The mother of an Essex man who was shot to death two years ago by Baltimore County police officers has filed a multimillion-dollar federal lawsuit against the county government and six members of the force.
Gwendolyn Cann contends that her son, Taevon G. Cann, who was 25 at the time, died as a result of excessive force when officers fired more than 70 bullets at him at a gas station on Feb. 29, 2008.
"The barrage of bullets was so intense that they not only took his life but also destroyed his automobile," says the wrongful-death suit, filed last week in U.S. District Court in Baltimore. The suit contends that as Cann was "succumbing from his wounds, one of the defendants reloaded his weapon and shot Mr. Cann in the back of the head."
Baltimore County police spokesman Cpl. Michael Hill declined to comment.

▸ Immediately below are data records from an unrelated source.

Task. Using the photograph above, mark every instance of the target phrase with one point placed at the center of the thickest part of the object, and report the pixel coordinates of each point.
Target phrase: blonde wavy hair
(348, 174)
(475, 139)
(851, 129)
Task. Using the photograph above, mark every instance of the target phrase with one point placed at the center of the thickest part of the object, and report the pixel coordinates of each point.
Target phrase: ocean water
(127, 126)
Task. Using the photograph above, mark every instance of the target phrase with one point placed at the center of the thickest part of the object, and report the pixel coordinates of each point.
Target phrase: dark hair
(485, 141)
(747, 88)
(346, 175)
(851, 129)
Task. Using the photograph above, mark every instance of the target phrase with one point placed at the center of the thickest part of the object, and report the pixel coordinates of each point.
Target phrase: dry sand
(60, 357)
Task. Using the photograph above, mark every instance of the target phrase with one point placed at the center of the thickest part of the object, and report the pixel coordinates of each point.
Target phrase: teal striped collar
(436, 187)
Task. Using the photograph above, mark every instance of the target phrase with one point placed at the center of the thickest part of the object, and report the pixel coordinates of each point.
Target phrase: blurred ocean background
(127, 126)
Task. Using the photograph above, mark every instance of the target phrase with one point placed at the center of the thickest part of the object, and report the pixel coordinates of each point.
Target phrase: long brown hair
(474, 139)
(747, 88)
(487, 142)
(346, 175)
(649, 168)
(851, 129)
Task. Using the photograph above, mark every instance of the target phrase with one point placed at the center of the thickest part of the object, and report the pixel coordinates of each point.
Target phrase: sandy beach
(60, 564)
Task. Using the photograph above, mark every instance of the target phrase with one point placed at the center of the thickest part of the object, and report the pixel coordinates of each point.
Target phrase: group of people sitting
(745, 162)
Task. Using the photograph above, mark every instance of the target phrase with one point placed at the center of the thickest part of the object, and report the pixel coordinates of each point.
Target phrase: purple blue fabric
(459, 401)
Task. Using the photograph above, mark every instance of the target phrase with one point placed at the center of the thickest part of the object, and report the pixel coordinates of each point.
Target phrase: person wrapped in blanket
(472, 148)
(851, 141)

Because the litigation is pending, he wrote in an e-mail, "we are not able to discuss any aspect of the case until the suit has been adjudicated and a decision rendered."
According to the suit, Cann had gone to the BP station at Merritt Boulevard and Dunman Way for gas when two men in civilian clothes "rushed toward his car and pointed handguns at him." The suit claims that Cann, fearing for his life, "put his car in reverse to avoid being shot," and that "suddenly and without warning, a Baltimore County police vehicle rammed him from behind."
At that point, the suit says, the officers "surrounded his automobile and shot him to death," despite Cann having "raised his arms in surrender."
In 2008, police told The Baltimore Sun that detectives had been following Cann's vehicle as part of a criminal investigation. According to police, officers surrounded the car when it turned into the gas station and ordered Cann out of the car.
Cann then put the car in reverse and attempted to hit a uniformed officer, police said. The officer jumped out of the way and Cann's car crashed into the side of a patrol car, knocking an officer trying to get out of the cruiser to the ground. It was then that officers began to shoot at Cann, according to police.
The lawsuit says that officers seized $1,784 from her son's body after he was pronounced dead at the scene and "refused to return it to his mother or his estate." A police sergeant, two detectives, three officers and county government are named as defendants.
Gwendolyn Cann is asking for at least $30 million in punitive and compensatory damages because of the "mental anguish, emotional pain and suffering" she endured from the loss of the "protection, attention, advice, counsel and love of her son."
Taevon Cann had an extensive criminal record. In May 2000, he was convicted of second-degree assault and resisting arrest. In April 2002, he was found guilty of disorderly conduct and of failing to obey a law enforcement officer's request. The following month, Cann was given a year's prison sentence for a handgun violation, while five other weapons and drugs charges were dismissed. In June 2003, Cann was convicted of assaulting a prison employee while incarcerated in Hagerstown.
He also was found guilty of attempting to remove a firearm from a police officer in December 2002.